Daniella Cuencas ‘16 / Emertainment Monthly Editor
Her is an interesting film featuring an unconventional love story. The plot follows Theodore Twombly (Joaquin Phoenix), a lonely man whose profession is to write heartfelt letters for people, and his relationship with an artificially intelligent operating system named Samantha (Scarlett Johansson). After going through a divorce from his wife (Rooney Mara), he gets Samantha to help organize his computer and they experience a deep, unexpected connection. The film depicts the obstacles of a relationship between human and computer while exploring the effects of technology on the ways we interact with one another. On a high note, Phoenix and Johansson’s performances along with the visuals were great. However, the movie’s ending leaves something to be desired.
The film’s setting facilitates the story very well. It is close enough to the present to be completely plausible, yet also futuristic enough to be refreshing and unique. Many of the sets seem to have a retro 70s flare, along with the costumes. Many characters wore layered looks with button-down shirts and high-waist pants were a common theme. The familiarity of the setting helped to convey that even though the story is set in the future, the problems that many humans experience seem to remain virtually the same throughout the ages.

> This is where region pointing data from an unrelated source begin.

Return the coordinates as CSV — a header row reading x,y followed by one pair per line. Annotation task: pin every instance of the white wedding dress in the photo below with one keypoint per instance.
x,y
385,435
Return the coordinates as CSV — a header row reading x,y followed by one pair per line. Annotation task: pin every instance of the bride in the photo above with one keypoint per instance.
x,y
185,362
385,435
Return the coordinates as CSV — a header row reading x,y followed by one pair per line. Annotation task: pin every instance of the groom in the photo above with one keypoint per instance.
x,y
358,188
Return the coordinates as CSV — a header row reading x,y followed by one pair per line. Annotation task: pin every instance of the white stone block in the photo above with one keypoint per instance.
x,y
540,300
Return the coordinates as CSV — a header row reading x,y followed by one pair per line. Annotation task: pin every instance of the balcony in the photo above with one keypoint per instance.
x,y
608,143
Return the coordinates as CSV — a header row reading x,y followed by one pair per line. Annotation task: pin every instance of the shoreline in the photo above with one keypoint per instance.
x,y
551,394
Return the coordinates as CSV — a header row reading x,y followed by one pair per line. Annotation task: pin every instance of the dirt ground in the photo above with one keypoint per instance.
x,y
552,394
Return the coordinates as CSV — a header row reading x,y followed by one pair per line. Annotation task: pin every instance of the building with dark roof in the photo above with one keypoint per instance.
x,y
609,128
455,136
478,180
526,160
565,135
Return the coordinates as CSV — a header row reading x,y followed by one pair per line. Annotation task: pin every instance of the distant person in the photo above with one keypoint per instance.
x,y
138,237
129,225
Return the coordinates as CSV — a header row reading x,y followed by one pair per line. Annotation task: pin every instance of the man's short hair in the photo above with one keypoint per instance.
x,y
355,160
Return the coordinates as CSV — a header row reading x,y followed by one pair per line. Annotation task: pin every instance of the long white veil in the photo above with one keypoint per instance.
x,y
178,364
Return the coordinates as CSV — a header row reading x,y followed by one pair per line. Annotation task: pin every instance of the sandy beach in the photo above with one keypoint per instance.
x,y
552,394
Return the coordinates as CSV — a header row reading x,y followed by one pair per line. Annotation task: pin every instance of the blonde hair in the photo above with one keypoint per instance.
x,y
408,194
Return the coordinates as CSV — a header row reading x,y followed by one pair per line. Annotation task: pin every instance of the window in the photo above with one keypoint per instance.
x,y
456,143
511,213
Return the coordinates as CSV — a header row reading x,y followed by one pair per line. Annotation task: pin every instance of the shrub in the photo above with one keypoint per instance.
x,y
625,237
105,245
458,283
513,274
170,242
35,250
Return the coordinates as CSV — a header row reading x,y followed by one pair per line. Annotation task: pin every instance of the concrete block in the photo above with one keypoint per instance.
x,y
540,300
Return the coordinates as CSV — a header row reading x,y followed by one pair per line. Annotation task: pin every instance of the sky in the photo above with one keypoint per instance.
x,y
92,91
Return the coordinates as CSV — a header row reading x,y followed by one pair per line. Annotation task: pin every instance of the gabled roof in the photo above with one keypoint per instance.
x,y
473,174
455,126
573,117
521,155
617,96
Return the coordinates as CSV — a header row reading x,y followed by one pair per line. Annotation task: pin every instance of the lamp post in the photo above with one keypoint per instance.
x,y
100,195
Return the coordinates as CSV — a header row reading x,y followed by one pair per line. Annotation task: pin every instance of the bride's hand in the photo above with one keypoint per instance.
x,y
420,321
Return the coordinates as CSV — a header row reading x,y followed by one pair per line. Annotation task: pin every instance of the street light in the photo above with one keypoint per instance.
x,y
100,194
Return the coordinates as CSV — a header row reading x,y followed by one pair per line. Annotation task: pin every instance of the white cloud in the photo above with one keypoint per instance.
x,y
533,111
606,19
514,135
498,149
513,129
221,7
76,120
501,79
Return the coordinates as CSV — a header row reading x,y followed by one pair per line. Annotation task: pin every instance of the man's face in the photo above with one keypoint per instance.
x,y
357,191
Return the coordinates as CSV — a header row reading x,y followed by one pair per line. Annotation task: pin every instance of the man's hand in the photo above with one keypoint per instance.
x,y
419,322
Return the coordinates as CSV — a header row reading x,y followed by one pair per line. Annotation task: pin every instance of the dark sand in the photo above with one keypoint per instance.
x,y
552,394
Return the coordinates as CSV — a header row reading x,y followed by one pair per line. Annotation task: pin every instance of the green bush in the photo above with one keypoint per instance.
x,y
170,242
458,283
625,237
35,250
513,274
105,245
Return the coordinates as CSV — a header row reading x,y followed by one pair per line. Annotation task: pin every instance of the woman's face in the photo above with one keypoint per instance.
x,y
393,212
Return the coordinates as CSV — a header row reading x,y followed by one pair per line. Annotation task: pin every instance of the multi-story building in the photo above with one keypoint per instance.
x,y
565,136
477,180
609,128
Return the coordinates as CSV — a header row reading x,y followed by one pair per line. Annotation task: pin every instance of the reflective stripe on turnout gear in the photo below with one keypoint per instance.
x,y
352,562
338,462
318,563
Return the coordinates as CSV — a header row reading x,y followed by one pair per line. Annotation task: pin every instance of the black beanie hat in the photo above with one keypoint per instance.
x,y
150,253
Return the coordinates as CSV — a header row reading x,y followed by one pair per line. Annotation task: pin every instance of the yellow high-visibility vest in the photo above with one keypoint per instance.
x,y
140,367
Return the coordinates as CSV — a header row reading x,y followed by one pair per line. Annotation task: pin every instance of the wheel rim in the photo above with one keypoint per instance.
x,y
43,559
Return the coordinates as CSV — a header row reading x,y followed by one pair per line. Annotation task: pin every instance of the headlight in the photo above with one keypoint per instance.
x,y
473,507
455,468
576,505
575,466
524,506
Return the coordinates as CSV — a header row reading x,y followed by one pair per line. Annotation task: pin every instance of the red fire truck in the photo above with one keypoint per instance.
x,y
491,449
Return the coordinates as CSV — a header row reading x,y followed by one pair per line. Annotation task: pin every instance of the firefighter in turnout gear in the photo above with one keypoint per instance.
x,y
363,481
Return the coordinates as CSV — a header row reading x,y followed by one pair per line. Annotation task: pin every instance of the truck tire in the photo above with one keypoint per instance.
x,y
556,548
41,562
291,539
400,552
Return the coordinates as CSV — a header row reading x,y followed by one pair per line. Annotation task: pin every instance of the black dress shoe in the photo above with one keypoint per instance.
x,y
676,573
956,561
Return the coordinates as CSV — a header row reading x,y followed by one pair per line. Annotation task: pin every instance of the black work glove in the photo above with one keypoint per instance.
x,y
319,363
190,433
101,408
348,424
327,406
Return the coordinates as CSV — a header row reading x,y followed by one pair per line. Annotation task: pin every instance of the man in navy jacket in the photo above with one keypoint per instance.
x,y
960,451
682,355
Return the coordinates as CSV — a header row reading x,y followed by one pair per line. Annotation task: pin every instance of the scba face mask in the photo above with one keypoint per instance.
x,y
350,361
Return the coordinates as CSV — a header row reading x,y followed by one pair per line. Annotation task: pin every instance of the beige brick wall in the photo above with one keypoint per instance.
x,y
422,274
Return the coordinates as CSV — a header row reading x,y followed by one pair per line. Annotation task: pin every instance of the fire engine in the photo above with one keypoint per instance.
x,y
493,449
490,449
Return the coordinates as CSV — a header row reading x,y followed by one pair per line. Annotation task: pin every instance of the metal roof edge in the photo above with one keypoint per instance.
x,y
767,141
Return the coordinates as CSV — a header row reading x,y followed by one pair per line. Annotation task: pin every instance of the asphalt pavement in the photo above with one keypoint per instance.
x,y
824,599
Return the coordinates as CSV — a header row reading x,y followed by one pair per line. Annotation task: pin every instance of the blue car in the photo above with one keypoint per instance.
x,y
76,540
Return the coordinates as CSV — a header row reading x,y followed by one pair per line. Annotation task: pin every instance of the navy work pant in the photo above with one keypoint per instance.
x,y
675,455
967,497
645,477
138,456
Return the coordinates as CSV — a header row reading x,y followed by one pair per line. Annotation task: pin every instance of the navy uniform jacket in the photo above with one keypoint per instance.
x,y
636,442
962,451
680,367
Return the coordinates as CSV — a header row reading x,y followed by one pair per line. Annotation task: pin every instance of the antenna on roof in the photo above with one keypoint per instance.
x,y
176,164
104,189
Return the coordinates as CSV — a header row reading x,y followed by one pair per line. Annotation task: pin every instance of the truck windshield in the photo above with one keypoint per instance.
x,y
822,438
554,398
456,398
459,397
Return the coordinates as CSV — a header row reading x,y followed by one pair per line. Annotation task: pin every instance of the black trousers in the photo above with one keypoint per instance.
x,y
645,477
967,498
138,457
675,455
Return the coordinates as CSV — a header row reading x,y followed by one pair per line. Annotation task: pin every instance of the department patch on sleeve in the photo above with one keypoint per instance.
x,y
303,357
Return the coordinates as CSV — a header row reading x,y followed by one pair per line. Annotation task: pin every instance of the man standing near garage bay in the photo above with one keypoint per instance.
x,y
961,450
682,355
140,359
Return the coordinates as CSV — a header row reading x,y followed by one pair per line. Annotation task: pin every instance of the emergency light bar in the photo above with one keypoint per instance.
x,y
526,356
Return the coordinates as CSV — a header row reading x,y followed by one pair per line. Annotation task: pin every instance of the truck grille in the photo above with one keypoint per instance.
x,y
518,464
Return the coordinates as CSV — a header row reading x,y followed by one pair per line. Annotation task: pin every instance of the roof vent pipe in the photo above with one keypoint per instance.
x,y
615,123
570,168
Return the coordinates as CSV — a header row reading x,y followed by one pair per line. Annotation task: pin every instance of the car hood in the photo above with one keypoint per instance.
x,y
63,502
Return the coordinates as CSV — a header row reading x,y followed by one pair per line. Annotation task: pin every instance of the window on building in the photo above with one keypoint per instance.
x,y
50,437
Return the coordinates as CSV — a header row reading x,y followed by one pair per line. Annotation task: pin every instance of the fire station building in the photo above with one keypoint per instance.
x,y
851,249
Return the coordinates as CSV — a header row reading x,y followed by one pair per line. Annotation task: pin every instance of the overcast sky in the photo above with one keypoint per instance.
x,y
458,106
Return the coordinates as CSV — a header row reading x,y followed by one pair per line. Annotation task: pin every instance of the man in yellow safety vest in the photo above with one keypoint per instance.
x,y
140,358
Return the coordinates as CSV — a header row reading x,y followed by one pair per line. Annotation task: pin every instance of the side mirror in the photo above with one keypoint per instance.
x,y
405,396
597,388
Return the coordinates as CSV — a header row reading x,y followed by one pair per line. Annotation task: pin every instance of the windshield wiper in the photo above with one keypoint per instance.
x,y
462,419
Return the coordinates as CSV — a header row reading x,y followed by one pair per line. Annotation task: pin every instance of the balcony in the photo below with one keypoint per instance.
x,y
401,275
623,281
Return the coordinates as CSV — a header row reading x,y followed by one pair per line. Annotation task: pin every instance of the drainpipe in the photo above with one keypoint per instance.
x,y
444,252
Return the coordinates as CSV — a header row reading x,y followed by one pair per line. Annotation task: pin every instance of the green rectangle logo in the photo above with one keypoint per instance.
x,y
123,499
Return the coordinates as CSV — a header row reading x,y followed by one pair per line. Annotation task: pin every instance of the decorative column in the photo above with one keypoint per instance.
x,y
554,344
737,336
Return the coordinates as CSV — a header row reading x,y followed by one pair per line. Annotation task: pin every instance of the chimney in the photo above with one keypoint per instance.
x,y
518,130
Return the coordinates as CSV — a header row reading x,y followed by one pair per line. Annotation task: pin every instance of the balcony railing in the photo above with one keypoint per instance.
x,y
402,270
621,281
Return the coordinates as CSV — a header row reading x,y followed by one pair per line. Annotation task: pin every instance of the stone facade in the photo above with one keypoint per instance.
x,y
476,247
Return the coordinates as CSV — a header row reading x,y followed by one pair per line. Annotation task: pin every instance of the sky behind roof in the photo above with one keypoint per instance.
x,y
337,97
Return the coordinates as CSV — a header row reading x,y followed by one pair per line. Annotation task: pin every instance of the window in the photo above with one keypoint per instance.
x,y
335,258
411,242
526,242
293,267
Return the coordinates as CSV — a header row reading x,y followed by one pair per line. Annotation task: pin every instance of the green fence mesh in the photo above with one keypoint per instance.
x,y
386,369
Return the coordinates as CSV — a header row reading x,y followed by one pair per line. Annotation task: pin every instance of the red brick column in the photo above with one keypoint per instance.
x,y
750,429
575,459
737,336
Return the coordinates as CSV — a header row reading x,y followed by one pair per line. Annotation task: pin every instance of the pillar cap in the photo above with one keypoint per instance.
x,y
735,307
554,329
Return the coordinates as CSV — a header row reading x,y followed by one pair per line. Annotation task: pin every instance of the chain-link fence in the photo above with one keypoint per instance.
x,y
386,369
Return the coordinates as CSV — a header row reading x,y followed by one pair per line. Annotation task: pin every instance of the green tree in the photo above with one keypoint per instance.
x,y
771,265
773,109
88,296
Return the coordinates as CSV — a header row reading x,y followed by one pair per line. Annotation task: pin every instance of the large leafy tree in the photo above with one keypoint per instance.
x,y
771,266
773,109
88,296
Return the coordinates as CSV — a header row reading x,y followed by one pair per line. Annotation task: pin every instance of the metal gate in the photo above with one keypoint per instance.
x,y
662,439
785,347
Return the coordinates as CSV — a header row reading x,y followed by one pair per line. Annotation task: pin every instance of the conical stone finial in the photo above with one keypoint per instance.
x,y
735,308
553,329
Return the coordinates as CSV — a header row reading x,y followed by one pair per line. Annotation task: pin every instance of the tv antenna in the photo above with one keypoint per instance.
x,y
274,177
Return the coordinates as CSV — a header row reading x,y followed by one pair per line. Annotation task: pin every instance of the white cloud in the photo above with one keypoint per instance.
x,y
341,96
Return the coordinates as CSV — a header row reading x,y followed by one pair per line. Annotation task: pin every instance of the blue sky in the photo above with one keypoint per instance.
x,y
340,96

The film also features some really strong performances, led by the exceptional Phoenix and Johansson. Phoenix does a great job of embodying the life of a lonely, slightly creepy man struggling with a lot of inner turmoil. He masters Theodore’s slouchy posture, and most importantly, the eyes of someone who seems a little lost in life. And while Johansson gets zero physical screen time, her voice does more than enough to set the scene. Her intonations are genuine and allow the audience to feel her presence even though she cannot be seen on camera. One of the best examples of this is a scene in which Theodore and Samantha are on a double date.
The only thing that made it hard to love the movie completely was its ending. The film concluded too abruptly without a proper resolution, made all the worse by the fact that many of the film’s most complicated messages about love and relationships were unresolved. The characters were left to their own devices, which could have worked in theory but was done a little too simply to be satisfying.
Despite its flawed ending, the performances are spectacular, the soundtrack gives the movie a nice flow, and the issues that director Spike Jonze addresses are relevant and relatable. Overall, it should charm audiences when it hits theaters on January 10th.